TORONTO (Reuters) - Canadian Pacific Railway Ltd (>> Canadian Pacific Railway Limited) is still open to a merger with one of the two bigger eastern U.S. carriers even after talks with CSX Corp (>> CSX Corporation) failed, though a hostile bid is unlikely, Chief Executive Hunter Harrison said on Thursday.

CP, Canada's No.2 railway with extensive operations in the U.S., said on Monday it ended merger talks with CSX. Harrison says creating a new transcontinental railroad could improve congestion around Chicago, where east- and west-based railways meet and hand off cargo, a process that can take days.

"We had some fascinating conversations about the potential, but it became evident that we saw the world a little differently, which is fine," Harrison, 69, told a conference call on Tuesday after CP reported higher third-quarter earnings and revenue that fell short of analysts' expectations.

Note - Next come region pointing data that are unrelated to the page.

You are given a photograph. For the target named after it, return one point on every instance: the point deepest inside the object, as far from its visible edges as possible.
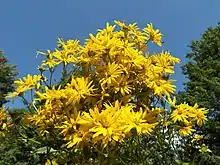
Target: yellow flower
(106, 126)
(136, 120)
(187, 130)
(196, 138)
(180, 114)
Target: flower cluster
(114, 89)
(4, 124)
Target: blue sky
(27, 26)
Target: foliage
(7, 77)
(203, 86)
(109, 102)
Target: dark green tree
(7, 76)
(203, 85)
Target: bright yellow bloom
(115, 80)
(137, 121)
(180, 114)
(185, 131)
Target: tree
(7, 76)
(203, 87)
(111, 107)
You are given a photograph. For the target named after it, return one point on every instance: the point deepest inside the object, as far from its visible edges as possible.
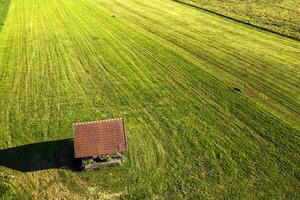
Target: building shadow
(40, 156)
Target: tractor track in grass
(166, 69)
(254, 75)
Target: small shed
(99, 143)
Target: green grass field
(4, 5)
(275, 15)
(173, 72)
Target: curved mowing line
(237, 20)
(4, 7)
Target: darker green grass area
(280, 17)
(4, 6)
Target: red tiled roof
(98, 138)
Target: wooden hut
(99, 143)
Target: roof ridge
(99, 121)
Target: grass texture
(279, 16)
(211, 106)
(4, 5)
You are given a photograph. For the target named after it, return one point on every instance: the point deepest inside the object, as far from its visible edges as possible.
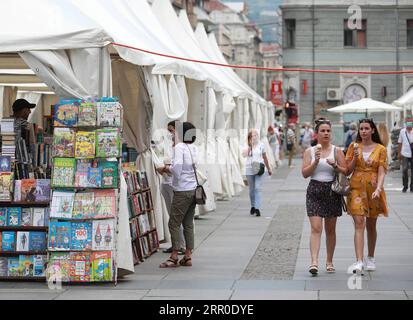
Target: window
(355, 38)
(410, 33)
(290, 35)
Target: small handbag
(200, 195)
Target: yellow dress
(363, 183)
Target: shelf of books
(85, 187)
(24, 202)
(141, 215)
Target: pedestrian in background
(320, 163)
(184, 184)
(405, 153)
(367, 160)
(256, 158)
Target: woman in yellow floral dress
(367, 160)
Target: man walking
(405, 154)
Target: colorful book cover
(39, 217)
(85, 144)
(81, 236)
(17, 196)
(13, 267)
(103, 233)
(59, 235)
(58, 266)
(39, 265)
(14, 215)
(3, 216)
(105, 203)
(109, 174)
(84, 205)
(62, 204)
(5, 163)
(27, 216)
(80, 267)
(37, 241)
(28, 190)
(94, 177)
(109, 114)
(8, 242)
(64, 142)
(26, 265)
(42, 190)
(63, 172)
(87, 114)
(65, 113)
(4, 266)
(107, 143)
(22, 243)
(82, 168)
(102, 266)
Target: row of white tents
(67, 44)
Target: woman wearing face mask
(255, 153)
(367, 159)
(320, 163)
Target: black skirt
(321, 201)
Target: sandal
(170, 263)
(186, 261)
(330, 268)
(313, 269)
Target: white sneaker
(357, 268)
(371, 264)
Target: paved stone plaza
(239, 256)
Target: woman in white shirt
(319, 163)
(184, 184)
(256, 155)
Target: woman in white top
(184, 184)
(256, 155)
(319, 163)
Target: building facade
(335, 35)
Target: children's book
(62, 204)
(63, 172)
(4, 266)
(80, 267)
(40, 265)
(5, 163)
(42, 190)
(109, 114)
(65, 113)
(103, 233)
(26, 265)
(105, 203)
(58, 267)
(109, 174)
(13, 267)
(64, 142)
(37, 241)
(28, 190)
(81, 236)
(39, 217)
(8, 242)
(59, 235)
(26, 217)
(87, 114)
(85, 144)
(82, 169)
(102, 266)
(3, 216)
(107, 143)
(22, 243)
(14, 216)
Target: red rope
(262, 68)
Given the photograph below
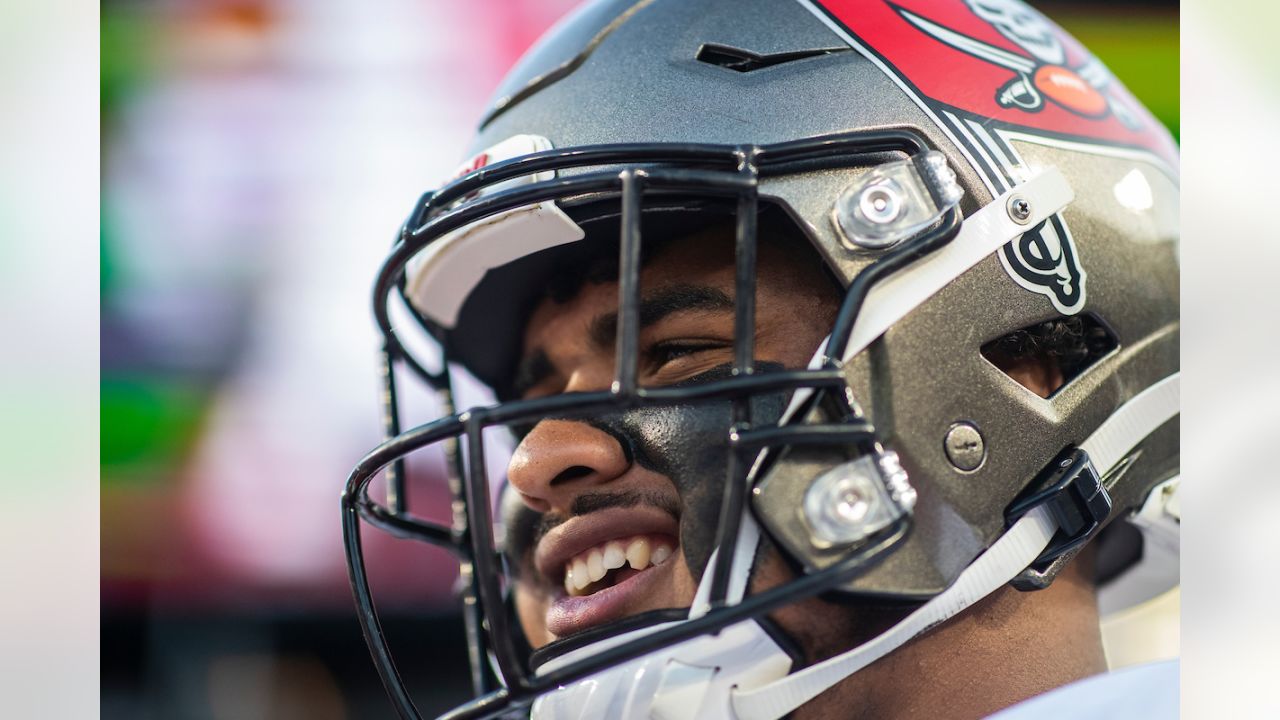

Any deal between CP and CSX, the No. 3 U.S. railway, would likely have faced tough regulatory barriers and alarmed customers. Norfolk Southern Corp (>> Norfolk Southern Corp.) is the other of the two bigger U.S. railways based east of Chicago.

Asked if any combination would need to be friendly, Harrison said: "I've learned never say never, but I can't contemplate any kind of hostile activity."

Without mentioning Norfolk Southern by name, Harrison said CP had looked at the two eastern carriers and one had come out slightly ahead. He said CP is not currently focusing on another deal, though if something comes up he would look at it.

Harrison said a deal with one of the western "big boys" was less likely. Berkshire Hathaway Inc's (>> Berkshire Hathaway Inc.) Burlington Northern Santa Fe and Union Pacific Corp (>> Union Pacific Corporation) have the biggest networks in the western United States. He also said Kansas City Southern (>> Kansas City Southern), the smallest of the major railways, is "very expensive."

Net income at CP rose to C$400 million ($356 million), or C$2.31 a share, from C$324 million, or C$1.84, a year earlier, the railway said on Tuesday. Revenue rose 9 percent to C$1.67 billion.

Analysts, on average, had expected earnings of C$2.39 on revenue of C$1.7 billion, according to Thomson Reuters I/B/E/S. Stock-based compensation weighed on earnings, CP said. The company's stock was up nearly 40 percent for the year at Monday's close. They traded at $224.58 later on Tuesday, up 1.32 percent from the previous close.

"In general, we believe these results are largely in line with our forecast. We suspect the consensus estimates did not fully reflect the headwind from elevated stock-based compensation," said BMO Capital Markets analyst Fadi Chamoun in a note to clients.

The railway's operating ratio improved 310 basis points to 62.8 percent. The ratio expresses operating expenses as a percentage of revenue, so lower numbers are better.

When Harrison took over CP in 2012 he vowed to bring the ratio down to 65 percent by mid-2016, but it actually hit 65.1 percent in the second quarter of this year.